Rzeczywistość rozszerzona to oczko w głowie Apple. Po to dodaje on wyrafinowane jednostki obliczeniowe do swoich „procesorów” i doskonali kamery oraz wspomagające je LiDARy. Jednak nie tylko Apple ma coś do zaoferowania w dziedzinie wirtualnej rzeczywistości. Google może Wam zaoferować węża, a nawet niedźwiedzia w mieszkaniu lub ogródku.
Rzeczywistość rozszerzona w praktyce i edukacji
Jeżeli macie iPhone’a 6s lub nowszego oraz przynajmniej iOS 11, to możecie w prosty sposób odnaleźć trójwymiarowe obiekty do osadzenia w rzeczywistości, za pomocą Waszego smartfona.

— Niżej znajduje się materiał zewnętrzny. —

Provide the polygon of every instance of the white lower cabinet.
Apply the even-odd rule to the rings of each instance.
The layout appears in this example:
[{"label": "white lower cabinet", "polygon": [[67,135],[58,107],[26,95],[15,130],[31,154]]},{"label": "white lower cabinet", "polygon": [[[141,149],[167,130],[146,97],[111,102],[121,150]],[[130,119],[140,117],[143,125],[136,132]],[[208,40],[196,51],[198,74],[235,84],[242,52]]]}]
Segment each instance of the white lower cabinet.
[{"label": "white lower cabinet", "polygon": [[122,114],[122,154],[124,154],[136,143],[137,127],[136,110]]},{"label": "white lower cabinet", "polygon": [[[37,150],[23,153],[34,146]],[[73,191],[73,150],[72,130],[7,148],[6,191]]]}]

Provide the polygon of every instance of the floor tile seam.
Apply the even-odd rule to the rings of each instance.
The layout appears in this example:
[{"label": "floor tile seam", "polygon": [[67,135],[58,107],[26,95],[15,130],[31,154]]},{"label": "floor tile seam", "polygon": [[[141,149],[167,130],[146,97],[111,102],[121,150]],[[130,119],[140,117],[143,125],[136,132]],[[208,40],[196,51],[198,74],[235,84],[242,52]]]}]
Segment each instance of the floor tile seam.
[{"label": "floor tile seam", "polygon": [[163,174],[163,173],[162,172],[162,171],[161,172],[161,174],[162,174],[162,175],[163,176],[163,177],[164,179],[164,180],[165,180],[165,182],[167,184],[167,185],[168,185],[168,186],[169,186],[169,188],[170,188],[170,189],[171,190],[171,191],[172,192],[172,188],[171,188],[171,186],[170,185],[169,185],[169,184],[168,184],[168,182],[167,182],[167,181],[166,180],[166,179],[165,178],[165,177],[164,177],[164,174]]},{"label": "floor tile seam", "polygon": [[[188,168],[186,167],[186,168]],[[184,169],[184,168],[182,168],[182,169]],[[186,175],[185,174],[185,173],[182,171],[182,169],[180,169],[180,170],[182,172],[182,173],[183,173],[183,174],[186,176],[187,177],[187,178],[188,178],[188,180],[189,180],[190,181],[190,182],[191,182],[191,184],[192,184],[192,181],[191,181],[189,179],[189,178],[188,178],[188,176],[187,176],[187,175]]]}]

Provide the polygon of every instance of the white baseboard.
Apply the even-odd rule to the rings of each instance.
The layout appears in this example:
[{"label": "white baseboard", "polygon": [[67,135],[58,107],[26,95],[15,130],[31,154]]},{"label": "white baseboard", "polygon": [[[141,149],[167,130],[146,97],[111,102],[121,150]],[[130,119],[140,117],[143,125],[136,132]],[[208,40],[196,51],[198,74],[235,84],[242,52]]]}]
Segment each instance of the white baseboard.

Wystarczy, że w iPhone lub iPadzie wpiszecie w Safari (przeglądarkę) w polu wyszukiwania np. Wąż. Powinniście zobaczyć pole z modelem 3D zwierzaka i symbolem rozszerzonej rzeczywistości. Jeżeli w niego klikniecie, to wejdziecie w tryb AR.
Teraz wystarczy „zeskanować” otoczenie w poszukiwaniu PPP (poziomej powierzchni płaskiej) i osadzić na niej zwierzaka. Modele są realistyczne i dodatkowo animowane. Można zobaczyć zapętloną sekwencję ruchu.
Warto poeksperymentować z różnymi gatunkami, a nawet rasami zwierząt. Podczas oglądania zwierzaka w realnym otoczeniu, wystarczy puknąć w ekran, aby pojawiły się narzędzia do wykonania zrzutu ekranu. Można w ten sposób postraszyć znajomych wężem w wannie, czy niedźwiedziem w salonie.
Miłej zabawy!
zaiste PRO zastosowanie. Jak to całe AR.
No nie? Można po straszyć znajomych wężem w wannie. Faktycznie, pod warunkiem, że znajomi są naszymi rówieśnikami i mają 10 lat.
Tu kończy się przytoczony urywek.